Models & Pricing
The prices listed below are in units of per 1M tokens. A token, the smallest unit of text that the model recognizes, can be a word, a number, or even a punctuation mark. We will bill based on the total number of input and output tokens by the model.
Model Details
| MODEL | deepseek-v4-flash* | deepseek-v4-pro | |
| BASE URL (OpenAI Format) | https://api.deepseek.com | ||
| BASE URL (Anthropic Format) | https://api.deepseek.com/anthropic | ||
| MODEL VERSION | DeepSeek-V4-Flash | DeepSeek-V4-Pro | |
| THINKING MODE | Supports both non-thinking and thinking (default) modes See Thinking Mode for how to switch | ||
| CONTEXT LENGTH | 1M | ||
| MAX OUTPUT | MAXIMUM: 384K | ||
| FEATURES | Json Output | ✓ | ✓ |
| Tool Calls | ✓ | ✓ | |
| Chat Prefix Completion(Beta) | ✓ | ✓ | |
| FIM Completion(Beta) | Non-thinking mode only | Non-thinking mode only | |
| PRICING | 1M INPUT TOKENS (CACHE HIT) | $0.028 | $0.03625 (limited-time 75% off*) |
| 1M INPUT TOKENS (CACHE MISS) | $0.14 | $0.435 (limited-time 75% off*) | |
| 1M OUTPUT TOKENS | $0.28 | $0.87 (limited-time 75% off*) | |
* The model names deepseek-chat and deepseek-reasoner will be deprecated in the future. For compatibility, they correspond to the non-thinking mode and thinking mode of deepseek-v4-flash, respectively.

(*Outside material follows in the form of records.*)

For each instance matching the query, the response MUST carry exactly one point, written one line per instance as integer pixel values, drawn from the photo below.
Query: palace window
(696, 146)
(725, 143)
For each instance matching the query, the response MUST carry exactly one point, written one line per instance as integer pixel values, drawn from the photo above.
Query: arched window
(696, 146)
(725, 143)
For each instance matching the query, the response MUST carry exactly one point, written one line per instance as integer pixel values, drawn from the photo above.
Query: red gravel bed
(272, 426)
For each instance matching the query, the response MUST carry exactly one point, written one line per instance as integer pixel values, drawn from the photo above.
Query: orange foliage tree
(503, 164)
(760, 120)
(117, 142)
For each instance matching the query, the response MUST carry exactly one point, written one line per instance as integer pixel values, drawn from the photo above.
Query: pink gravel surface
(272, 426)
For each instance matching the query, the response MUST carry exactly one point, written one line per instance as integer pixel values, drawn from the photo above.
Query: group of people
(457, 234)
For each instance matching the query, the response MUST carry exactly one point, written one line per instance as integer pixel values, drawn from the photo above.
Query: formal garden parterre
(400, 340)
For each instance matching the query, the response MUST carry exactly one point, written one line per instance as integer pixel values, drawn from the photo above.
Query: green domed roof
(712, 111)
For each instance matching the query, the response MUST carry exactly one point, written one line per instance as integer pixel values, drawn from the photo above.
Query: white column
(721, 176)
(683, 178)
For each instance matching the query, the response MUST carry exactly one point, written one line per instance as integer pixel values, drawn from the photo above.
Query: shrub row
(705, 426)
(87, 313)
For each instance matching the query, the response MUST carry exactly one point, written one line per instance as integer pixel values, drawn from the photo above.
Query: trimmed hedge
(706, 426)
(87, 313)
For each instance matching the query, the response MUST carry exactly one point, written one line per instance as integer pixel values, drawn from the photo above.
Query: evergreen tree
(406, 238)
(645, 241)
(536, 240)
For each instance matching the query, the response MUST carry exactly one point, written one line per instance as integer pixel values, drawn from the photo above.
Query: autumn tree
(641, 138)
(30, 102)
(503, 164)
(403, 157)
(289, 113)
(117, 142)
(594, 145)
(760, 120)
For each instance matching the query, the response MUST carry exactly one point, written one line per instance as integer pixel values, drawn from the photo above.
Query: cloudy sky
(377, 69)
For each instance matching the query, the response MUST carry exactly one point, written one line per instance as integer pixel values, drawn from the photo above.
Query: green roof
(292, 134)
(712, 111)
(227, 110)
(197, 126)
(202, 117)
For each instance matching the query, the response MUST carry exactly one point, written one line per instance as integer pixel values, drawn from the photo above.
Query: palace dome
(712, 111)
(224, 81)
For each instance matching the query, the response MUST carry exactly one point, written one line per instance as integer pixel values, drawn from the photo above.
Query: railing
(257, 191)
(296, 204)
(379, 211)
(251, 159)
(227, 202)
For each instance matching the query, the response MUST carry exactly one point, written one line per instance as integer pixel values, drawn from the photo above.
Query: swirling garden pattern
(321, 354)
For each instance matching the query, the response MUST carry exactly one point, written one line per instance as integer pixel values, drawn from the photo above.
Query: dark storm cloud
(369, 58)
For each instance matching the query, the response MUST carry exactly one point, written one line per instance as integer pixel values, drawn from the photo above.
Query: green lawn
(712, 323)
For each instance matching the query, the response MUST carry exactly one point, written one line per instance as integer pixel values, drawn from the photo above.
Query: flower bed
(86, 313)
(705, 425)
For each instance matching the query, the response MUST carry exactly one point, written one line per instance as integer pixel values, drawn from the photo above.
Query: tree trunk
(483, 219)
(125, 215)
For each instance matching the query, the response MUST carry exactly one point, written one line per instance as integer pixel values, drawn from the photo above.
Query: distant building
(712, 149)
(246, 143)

* The deepseek-v4-pro model is currently offered at a limited-time 75% discount, valid until 2026/05/05 15:59 UTC.
Deduction Rules
The expense = number of tokens × price. The corresponding fees will be directly deducted from your topped-up balance or granted balance, with a preference for using the granted balance first when both balances are available.
Product prices may vary and DeepSeek reserves the right to adjust them. We recommend topping up based on your actual usage and regularly checking this page for the most recent pricing information.